O nerd da guitarra, aos 36 anos, continua mais workaholic do que nunca. Saiu de uma rápida mas cansativa turnê europeia com a cantora Beth Hart – os dois acabam de lançar o segundo álbum da parceria, “Seesaw” – e já engatou a turnê sul-americana, que passou também por Buenos Aires. Ele não cansa, gosta mesmo do que faz e até consegue transmitir isso em alguns momentos do show, mas o que se destaca mesmo é a precisão e o profissionalismo, além da qualidade técnica absurda.
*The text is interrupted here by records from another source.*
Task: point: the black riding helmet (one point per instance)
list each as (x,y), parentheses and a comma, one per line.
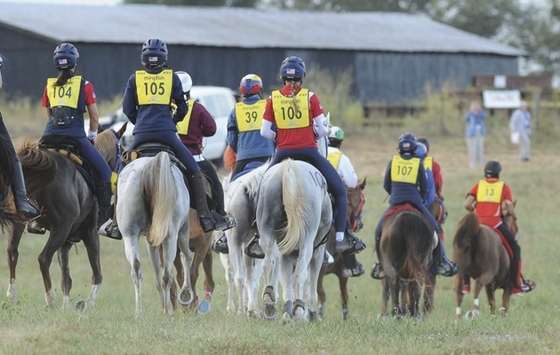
(492,169)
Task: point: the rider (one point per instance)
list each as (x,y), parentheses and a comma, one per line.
(146,103)
(23,206)
(199,123)
(341,162)
(490,199)
(410,188)
(246,142)
(298,116)
(66,98)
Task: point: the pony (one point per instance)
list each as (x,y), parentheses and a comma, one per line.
(294,215)
(242,272)
(480,253)
(68,212)
(406,245)
(356,202)
(153,201)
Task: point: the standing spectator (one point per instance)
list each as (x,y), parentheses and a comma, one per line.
(474,133)
(520,126)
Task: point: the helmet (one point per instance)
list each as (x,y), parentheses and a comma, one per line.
(154,53)
(421,150)
(336,133)
(65,56)
(292,68)
(492,169)
(425,141)
(407,143)
(186,80)
(250,84)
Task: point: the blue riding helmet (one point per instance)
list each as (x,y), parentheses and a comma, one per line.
(421,150)
(65,56)
(292,68)
(154,53)
(407,143)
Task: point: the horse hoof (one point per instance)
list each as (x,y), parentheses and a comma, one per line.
(204,307)
(80,305)
(185,297)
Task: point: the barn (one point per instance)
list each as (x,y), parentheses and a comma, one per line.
(393,55)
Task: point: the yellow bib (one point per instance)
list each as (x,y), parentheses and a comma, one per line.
(489,191)
(429,163)
(249,117)
(66,95)
(183,126)
(154,89)
(286,115)
(403,170)
(334,158)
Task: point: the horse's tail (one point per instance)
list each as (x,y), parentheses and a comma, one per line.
(161,190)
(296,207)
(467,230)
(419,238)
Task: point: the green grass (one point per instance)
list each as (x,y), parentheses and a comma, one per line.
(531,327)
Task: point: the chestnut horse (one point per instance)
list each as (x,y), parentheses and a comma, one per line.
(406,245)
(356,202)
(479,253)
(68,211)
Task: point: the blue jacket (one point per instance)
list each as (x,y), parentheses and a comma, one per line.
(248,145)
(402,192)
(475,123)
(153,118)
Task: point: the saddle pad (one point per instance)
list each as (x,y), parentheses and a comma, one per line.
(400,208)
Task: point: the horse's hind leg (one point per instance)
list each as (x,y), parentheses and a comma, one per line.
(66,280)
(92,248)
(16,230)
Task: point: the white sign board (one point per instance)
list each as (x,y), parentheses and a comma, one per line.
(501,98)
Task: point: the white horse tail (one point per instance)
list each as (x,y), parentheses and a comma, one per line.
(159,184)
(296,207)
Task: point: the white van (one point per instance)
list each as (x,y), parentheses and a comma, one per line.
(219,101)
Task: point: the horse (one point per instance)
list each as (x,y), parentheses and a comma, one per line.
(68,211)
(242,272)
(406,245)
(356,202)
(294,215)
(153,201)
(200,244)
(480,253)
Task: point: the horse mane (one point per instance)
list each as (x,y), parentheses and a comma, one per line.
(467,230)
(295,207)
(40,166)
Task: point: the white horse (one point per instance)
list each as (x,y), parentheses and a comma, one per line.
(242,272)
(294,214)
(153,201)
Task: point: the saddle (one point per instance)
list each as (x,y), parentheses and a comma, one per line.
(71,149)
(406,206)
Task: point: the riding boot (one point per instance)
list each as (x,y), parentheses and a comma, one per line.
(207,222)
(104,194)
(23,206)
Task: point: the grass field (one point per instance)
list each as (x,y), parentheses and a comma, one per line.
(110,327)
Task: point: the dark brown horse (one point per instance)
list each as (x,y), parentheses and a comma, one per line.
(406,245)
(480,254)
(68,212)
(356,202)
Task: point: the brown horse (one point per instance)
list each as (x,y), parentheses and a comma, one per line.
(479,253)
(356,202)
(200,244)
(68,210)
(406,255)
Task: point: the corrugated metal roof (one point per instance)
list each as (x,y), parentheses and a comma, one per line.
(246,28)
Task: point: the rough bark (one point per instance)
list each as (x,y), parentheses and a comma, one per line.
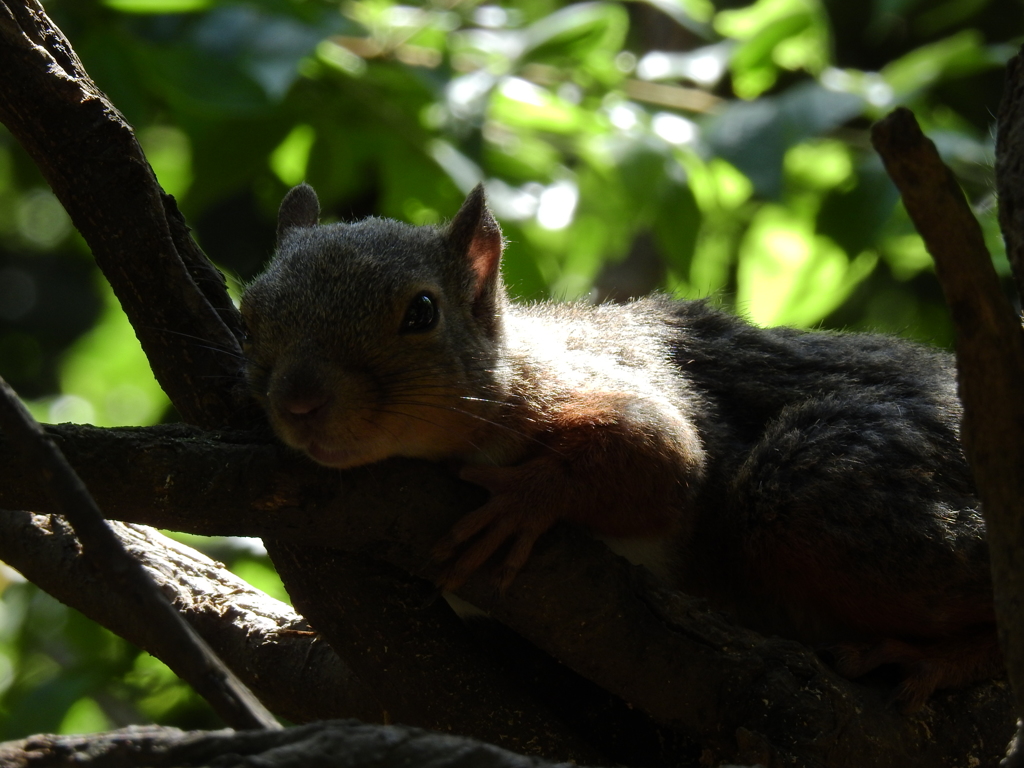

O começo parecia promissor, com a execução, sozinho ao violão, de cinco temas acústicos, com destaque para “Seagull” e “Athens to Athens”. Compenetrado e exímio instrumentista, encarnou um verdadeiro concertista e esbanjou competência ao extrair sons inimagináveis, aproveitando a boa acústica da casa e empolgando os espectadores mais acostumados com a sua obra.

Parte do público, no entanto, se empolgou quando as luzes se acenderam e a banda de apoio entrou, ao mesmo tempo em que Bonamassa apanhava uma das suas guitarras Gibson para injetar o rock no blues pesado que pratica. “Dust Bowl”, um de seus sucessos recentes, incendiou a casa, sendo executada muito alta e com uma pegada mais roqueira do que o normal.

A sequência foi praticamente a mesma do show do ano passado, com as mesmas músicas, na mesma ordem. O guitarrista parece não acreditar que já tem um público consolidado e cativo no Brasil, e preferiu jogar de forma segura, desfilando seus principais sucessos da carreira solo, ignorando as boas canções gravadas com Beth Hart e pinçando apenas “Song of Yesterday” do extinto grupo Black Country Communion – que teve uma homenagem no final ao The Who, com uma citação à mágica “Won’t Get Fooled Again”.

Joe Bonamassa em São Paulo

Se frustrou um pouco as expectativas com um show parecidíssimo com o de 2012, por outro lado agradou em cheio a todos com seu blues rock energético e pesado, contando com uma banda afiada e muito entrosada – agora com a participação especial do amigo Derek Sherinian nos teclados (ex-Dream Theater), com quem tocou recentemente no Black Country Communion.

O desfile de hits manteve a adrenalina em alta: “Dislocated Boy”, “Midnight Blues”, “Driving Towards the Daylight”, “Slow Train”, a belíssima balada “Mountain Time” e o bis repetido de 2012, “Sloe Gin” e “The Ballad of John Henry”, o seu principal sucesso. Mesmo sendo profissional ao extremo, é espantoso como o feeling do músico transforma canções simples em verdadeiras peças energéticas e transbordantes de melodias que fogem do óbvio.

Aclamado como instrumentista e como cantor, Bonamassa mostrou que não faz concessões. Atropela concorrentes como John Mayer no quesito blues genuíno e na pegada rock, assim como deixa para trás nas referências dos dois gêneros contemporâneos como Kenny Wayne Shepherd, Jonny Lang e Derek Trucks. Seus solos são inspirados e espalhafatosos sem que isso seja uma coisa ruim. É um dos seus diferenciais.

O jeitão nerd dá o tom da apresentação inteira. Óculos escuros, quase nenhuma interação com o público, Bonamassa estava preocupado demais em fazer música e desfilar sua classe, com total domínio do palco e do repertório, elevando a guitarra a patamares poucas vezes vistos em terras brasileiras. Até mesmo seus abusos e firulas fazem enorme sentido dentro do contexto a que ele criou. Tudo isso em duas horas que simplesmente se tornam poucas diante de tamanha qualidade e impacto no público. Ao final do show, a pergunta de todos: quando será a próxima visita do grande guitar hero do blues?